La contamination des sols par les métaux lourds constitue un problème environnemental majeur à l’échelle de la planète (Alloway 1995 ; Baise & Tercé 2002). Depuis un siècle, l’intensification des activités d’extraction et de transformation de minerais, en dispersant des métaux toxiques, ont contaminé des surfaces importantes. De nouveaux types d’habitats métallifères inexistants ou peu fréquents sur la surface de la planète avant la révolution industrielle sont ainsi apparus (Allen & Sheppard 1971 ; Ginocchio et al. 2002). Les sols de ces habitats métallifères possèdent des concentrations en métaux lourds anormalement élevées, jusqu’à 1000 fois supérieures à la concentration en métaux lourds des sols « normaux » ce qui leur confèrent une phytotoxicité élevée (Ernst 1974 ; Baker et al. 2000 ; Reeves & Baker 2000). Seules les espèces adaptées ou qui se sont adaptées à ces conditions extrêmes ont pu se développer dans ces habitats. La tolérance aux métaux lourds chez les plantes constitue une problématique de recherche de prédilection pour l’étude des processus d’adaptation à des facteurs écologiques très contraignants (Antonovics et al. 1971). La tolérance au cuivre ainsi que celle du zinc ont été étudiées chez quelques pseudométallophytes qui ont contribué largement à l’avancée des connaissances sur la génétique et l’évolution de la tolérance aux métaux lourds.
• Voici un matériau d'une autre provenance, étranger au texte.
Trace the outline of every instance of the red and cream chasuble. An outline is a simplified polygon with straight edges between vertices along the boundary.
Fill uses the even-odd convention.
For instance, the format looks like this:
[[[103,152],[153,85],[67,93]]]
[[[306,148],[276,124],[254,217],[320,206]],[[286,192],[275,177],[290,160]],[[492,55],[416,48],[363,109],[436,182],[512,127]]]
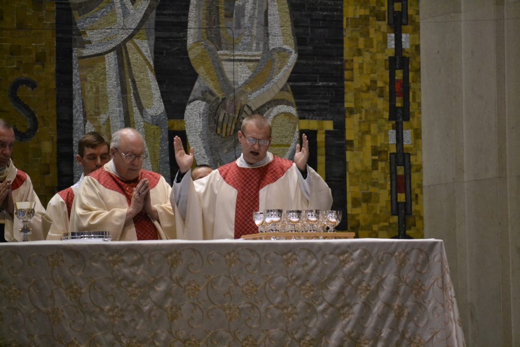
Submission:
[[[224,180],[237,191],[235,238],[258,233],[253,212],[258,210],[260,190],[283,176],[292,164],[275,156],[270,162],[259,168],[240,168],[233,162],[218,168]]]
[[[65,204],[67,205],[67,214],[69,216],[69,219],[70,220],[70,211],[72,210],[72,202],[74,202],[74,197],[75,196],[74,190],[72,187],[69,187],[67,189],[58,191],[58,195],[65,202]]]
[[[126,202],[128,206],[132,202],[132,197],[134,194],[134,189],[137,186],[139,182],[143,178],[148,178],[150,189],[157,185],[161,176],[150,171],[141,171],[139,176],[131,181],[125,182],[120,178],[116,175],[109,172],[101,168],[89,175],[96,178],[100,184],[107,189],[124,195],[126,198]],[[134,225],[135,227],[135,232],[138,240],[158,240],[157,229],[151,220],[144,211],[140,211],[133,219]]]

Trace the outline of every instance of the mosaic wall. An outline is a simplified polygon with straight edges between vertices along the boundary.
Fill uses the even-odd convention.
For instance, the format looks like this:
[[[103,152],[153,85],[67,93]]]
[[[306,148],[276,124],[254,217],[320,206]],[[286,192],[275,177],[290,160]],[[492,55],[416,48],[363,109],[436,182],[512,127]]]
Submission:
[[[346,139],[348,169],[348,228],[360,237],[391,237],[398,219],[392,214],[390,153],[397,151],[396,123],[389,121],[389,57],[395,55],[394,27],[388,25],[388,4],[400,11],[407,6],[402,25],[402,55],[409,57],[410,120],[402,123],[404,150],[409,153],[411,214],[407,233],[423,236],[419,2],[370,0],[344,2]],[[403,7],[404,9],[404,7]],[[403,80],[396,71],[396,83]],[[397,86],[397,91],[402,90]],[[397,106],[404,96],[398,95]],[[398,168],[398,175],[404,172]],[[401,191],[401,190],[399,190]],[[402,201],[400,193],[398,201]]]
[[[0,118],[17,131],[12,160],[47,202],[58,170],[54,2],[3,1],[0,7]]]
[[[360,237],[397,234],[390,153],[401,133],[389,121],[395,36],[387,1],[278,1],[268,18],[259,16],[270,2],[236,2],[231,10],[223,1],[194,0],[197,9],[190,11],[189,0],[4,2],[0,117],[20,130],[14,160],[31,176],[42,202],[77,176],[74,144],[85,131],[136,126],[147,136],[147,165],[171,180],[174,136],[204,147],[210,134],[218,135],[218,126],[201,127],[205,117],[232,139],[236,110],[257,109],[281,115],[275,135],[281,140],[273,147],[278,154],[290,153],[302,132],[309,136],[309,164],[331,187],[333,208],[347,216],[339,229]],[[401,3],[392,2],[398,10]],[[248,7],[253,3],[256,11]],[[402,131],[411,169],[406,223],[408,235],[421,237],[419,5],[402,5],[408,18],[402,55],[410,59],[410,120]],[[246,14],[255,20],[244,21]],[[208,20],[219,29],[196,29],[207,28]],[[218,21],[234,23],[232,34]],[[216,43],[220,52],[196,44],[198,37]],[[226,52],[240,53],[240,59],[231,63]],[[404,79],[396,73],[398,92]],[[248,105],[240,97],[244,91],[261,97]],[[229,148],[234,156],[235,144]],[[199,161],[214,158],[211,152]]]

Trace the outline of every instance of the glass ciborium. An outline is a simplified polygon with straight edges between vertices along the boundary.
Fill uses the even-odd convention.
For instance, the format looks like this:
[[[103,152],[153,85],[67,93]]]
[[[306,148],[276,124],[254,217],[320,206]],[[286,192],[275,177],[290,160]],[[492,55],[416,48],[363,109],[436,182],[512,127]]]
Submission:
[[[289,222],[289,231],[291,233],[298,231],[297,228],[300,228],[300,222],[302,220],[302,210],[288,210],[285,214]]]
[[[341,222],[341,211],[326,211],[325,222],[329,227],[329,233],[335,233],[336,227]]]
[[[280,231],[277,226],[282,220],[283,214],[283,210],[266,210],[264,211],[264,219],[270,227],[270,232],[277,233]]]
[[[265,231],[264,224],[264,222],[265,221],[264,212],[261,211],[253,212],[253,220],[255,221],[255,224],[258,228],[258,233],[263,233]]]
[[[15,203],[15,214],[22,222],[22,227],[20,232],[22,233],[22,240],[29,241],[29,235],[32,230],[29,226],[29,221],[34,216],[34,206],[35,202],[31,201],[20,201]]]
[[[307,231],[310,233],[316,233],[321,231],[320,217],[321,211],[319,210],[306,210],[305,222],[307,224]]]

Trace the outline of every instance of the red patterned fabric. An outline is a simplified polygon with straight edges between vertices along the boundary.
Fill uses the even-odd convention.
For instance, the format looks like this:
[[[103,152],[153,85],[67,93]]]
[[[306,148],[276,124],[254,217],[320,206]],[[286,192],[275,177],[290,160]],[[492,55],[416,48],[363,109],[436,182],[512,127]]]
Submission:
[[[11,184],[11,189],[13,190],[16,190],[23,184],[23,182],[25,182],[25,179],[27,179],[27,174],[26,174],[23,171],[21,170],[17,170],[16,171],[16,177],[15,177],[15,181],[12,182]]]
[[[240,168],[235,162],[218,168],[226,183],[237,189],[235,213],[235,238],[258,233],[253,212],[258,211],[260,190],[283,176],[292,162],[276,156],[259,168]]]
[[[105,168],[100,168],[89,175],[95,178],[101,185],[108,189],[113,190],[126,198],[128,206],[132,202],[134,188],[143,178],[148,178],[150,190],[159,183],[161,175],[151,171],[141,170],[139,176],[133,181],[125,182],[116,175],[107,171]],[[159,235],[155,225],[152,223],[148,215],[141,211],[133,219],[138,240],[158,240]]]
[[[69,187],[66,189],[58,191],[58,195],[65,202],[65,204],[67,205],[67,214],[69,215],[69,219],[70,220],[70,211],[72,209],[72,202],[74,202],[74,190],[72,187]]]

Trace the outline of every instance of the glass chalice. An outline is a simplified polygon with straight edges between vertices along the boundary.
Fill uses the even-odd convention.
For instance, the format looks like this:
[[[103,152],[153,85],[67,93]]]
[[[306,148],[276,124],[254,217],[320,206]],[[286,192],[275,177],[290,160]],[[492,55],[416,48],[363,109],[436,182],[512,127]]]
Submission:
[[[289,222],[289,232],[295,233],[297,231],[296,228],[300,228],[300,221],[302,220],[302,210],[288,210],[285,214]]]
[[[29,235],[32,234],[32,230],[29,226],[29,221],[34,216],[34,207],[36,203],[32,201],[20,201],[15,203],[15,215],[22,222],[22,227],[20,232],[22,234],[22,240],[29,240]]]
[[[329,227],[329,233],[335,233],[335,227],[341,222],[341,211],[326,211],[325,222]]]
[[[283,210],[266,210],[264,211],[265,222],[269,225],[269,231],[271,233],[278,232],[278,224],[282,220]]]
[[[263,233],[265,231],[264,228],[264,222],[265,221],[264,218],[264,212],[261,211],[253,212],[253,220],[255,221],[255,224],[258,228],[258,233]]]
[[[319,210],[306,210],[305,221],[307,223],[307,231],[316,233],[319,227],[321,212]]]

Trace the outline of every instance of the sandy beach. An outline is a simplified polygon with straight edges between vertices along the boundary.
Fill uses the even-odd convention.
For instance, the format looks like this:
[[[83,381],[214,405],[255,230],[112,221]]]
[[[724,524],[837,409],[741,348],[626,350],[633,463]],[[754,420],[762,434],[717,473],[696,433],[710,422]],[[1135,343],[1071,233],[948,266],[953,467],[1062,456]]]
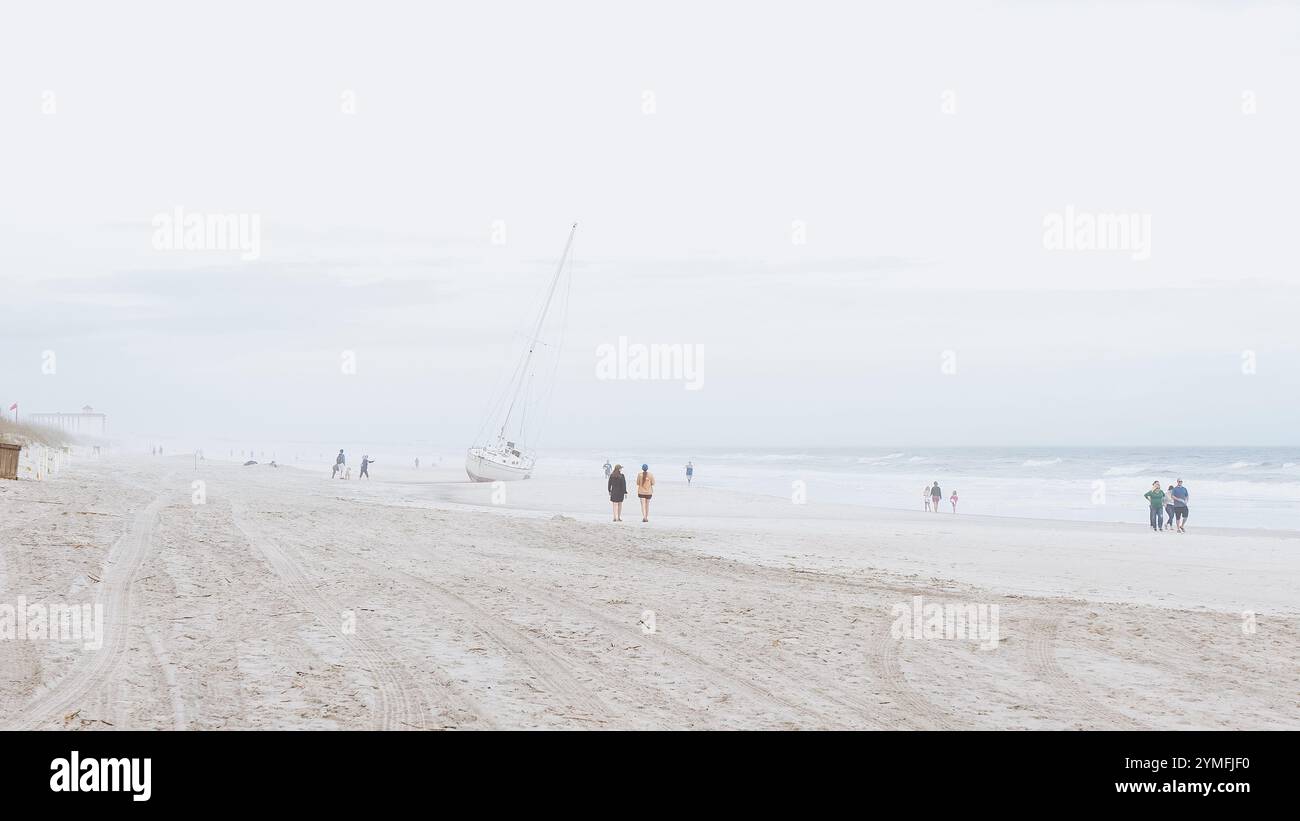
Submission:
[[[451,466],[328,473],[105,456],[0,482],[0,603],[105,625],[0,642],[0,725],[1300,727],[1300,534],[671,479],[616,525],[599,477],[494,504]],[[896,635],[916,596],[996,607],[996,647]]]

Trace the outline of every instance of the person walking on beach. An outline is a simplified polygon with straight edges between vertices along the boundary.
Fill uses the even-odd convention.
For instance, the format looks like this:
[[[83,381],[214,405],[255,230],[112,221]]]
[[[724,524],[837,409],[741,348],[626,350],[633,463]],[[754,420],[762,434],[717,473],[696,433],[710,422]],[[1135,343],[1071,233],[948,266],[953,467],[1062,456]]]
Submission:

L’étude de la tolérance au cuivre a permis de mettre en évidence l’intensité de la sélection due à la toxicité aux métaux lourds (McNeilly & Bradshaw 1968 ; Wu et al. 1975), l’héritabilité du caractère (Macnair 1981, 1983 ; Schat & Ten Bookum 1992 ; Schat et al. 1993), le coût de la tolérance au cuivre (Macnair et al. 2000), l’isolement reproducteur (Macnair & Christie 1983 ; Macnair & Gardner 1998), la spéciation (Macnair & Gardner 1998).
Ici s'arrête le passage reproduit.